La nouvelle économie humanitaire

Rony Brauman
Rony
Brauman

Médecin, diplômé de médecine tropicale et épidémiologie. Engagé dans l'action humanitaire depuis 1977, il a effectué de nombreuses missions, principalement dans le contexte de déplacements de populations et de conflits armés. Président de Médecins Sans Frontières de 1982 à 1994, il enseigne au Humanitarian and Conflict Response Institute (HCRI) et il est chroniqueur à Alternatives Economiques. Il est l'auteur de nombreux ouvrages et articles, dont "Guerre humanitaires ? Mensonges et Intox" (Textuel, 2018),"La Médecine Humanitaire" (PUF, 2010), "Penser dans l'urgence" (Editions du Seuil, 2006) et "Utopies Sanitaires" (Editions Le Pommier, 2000).

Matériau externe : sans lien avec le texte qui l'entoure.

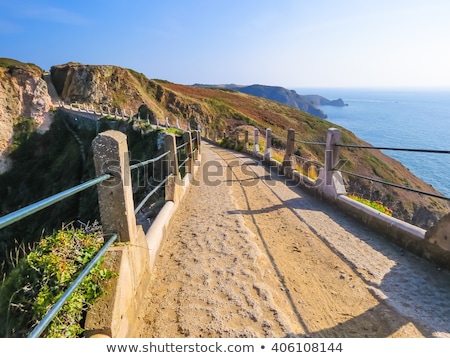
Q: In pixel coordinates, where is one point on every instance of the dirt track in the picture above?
(248, 256)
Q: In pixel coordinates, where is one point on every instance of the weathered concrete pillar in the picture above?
(256, 140)
(290, 147)
(188, 148)
(171, 167)
(198, 144)
(331, 182)
(268, 150)
(115, 195)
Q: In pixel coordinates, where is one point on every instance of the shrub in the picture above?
(42, 277)
(377, 205)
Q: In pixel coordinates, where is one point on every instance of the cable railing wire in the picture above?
(147, 197)
(138, 165)
(33, 208)
(394, 185)
(311, 143)
(391, 148)
(182, 145)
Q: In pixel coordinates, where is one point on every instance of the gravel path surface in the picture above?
(249, 256)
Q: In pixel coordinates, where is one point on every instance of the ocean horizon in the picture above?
(398, 118)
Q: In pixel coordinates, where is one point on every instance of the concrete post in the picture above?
(171, 167)
(268, 150)
(198, 144)
(115, 196)
(290, 146)
(331, 182)
(188, 148)
(256, 141)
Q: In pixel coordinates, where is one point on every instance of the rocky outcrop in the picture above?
(322, 101)
(306, 103)
(23, 93)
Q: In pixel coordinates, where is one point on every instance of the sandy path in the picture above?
(248, 256)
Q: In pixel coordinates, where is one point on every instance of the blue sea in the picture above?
(417, 119)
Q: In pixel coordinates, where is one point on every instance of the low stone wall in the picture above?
(114, 314)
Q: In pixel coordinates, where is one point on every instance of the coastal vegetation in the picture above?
(45, 163)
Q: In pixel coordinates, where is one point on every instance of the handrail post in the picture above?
(256, 141)
(287, 160)
(187, 138)
(115, 196)
(171, 166)
(331, 182)
(268, 150)
(198, 134)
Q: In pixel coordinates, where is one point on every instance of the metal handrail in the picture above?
(37, 331)
(312, 143)
(141, 204)
(138, 165)
(394, 185)
(33, 208)
(390, 148)
(182, 145)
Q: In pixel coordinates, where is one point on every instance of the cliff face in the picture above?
(23, 93)
(219, 110)
(306, 103)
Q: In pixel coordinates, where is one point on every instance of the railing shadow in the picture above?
(402, 287)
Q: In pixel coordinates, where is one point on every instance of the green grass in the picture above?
(377, 205)
(42, 277)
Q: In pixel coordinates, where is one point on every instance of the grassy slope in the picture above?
(235, 109)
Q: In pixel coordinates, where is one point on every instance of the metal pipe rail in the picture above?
(312, 143)
(394, 185)
(142, 203)
(182, 145)
(33, 208)
(37, 331)
(138, 165)
(390, 148)
(308, 160)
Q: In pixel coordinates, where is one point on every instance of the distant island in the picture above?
(307, 103)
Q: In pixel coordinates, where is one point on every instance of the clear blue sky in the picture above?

Transparence, clarté, souplesse, éthique, efficacité… les mots-clés utilisés par les ONG pour parler de leur propre action semblent baignés de lumière. Des gens souffrent, des gens meurent et d’autres gens se mobilisent, tendent leurs efforts pour alléger ces souffrances, pour faire barrage à la mort. Quoi de plus simple ?

Pourtant, avec la multiplication du nombre des associations humanitaires, et surtout avec l’accroissement exponentiel des fonds engagés dans cette forme d’action, cette simplicité n’est plus qu’une apparence. Un tel foisonnement est certes propice à la fraude sous ses formes les plus classiques, mais ce n’est pas la question des détournements et des abus - observables dans toute institution - qui sera abordée ici. Ce sont au contraire deux logiques de fonctionnement, spécifiques aux ASBL et dont les implications éthiques et pratiques peuvent être lourdes, que nous évoquerons : d’une part la transformation de l’économie de l’aide, d’autre part la gestion autoritaire de certaines associations.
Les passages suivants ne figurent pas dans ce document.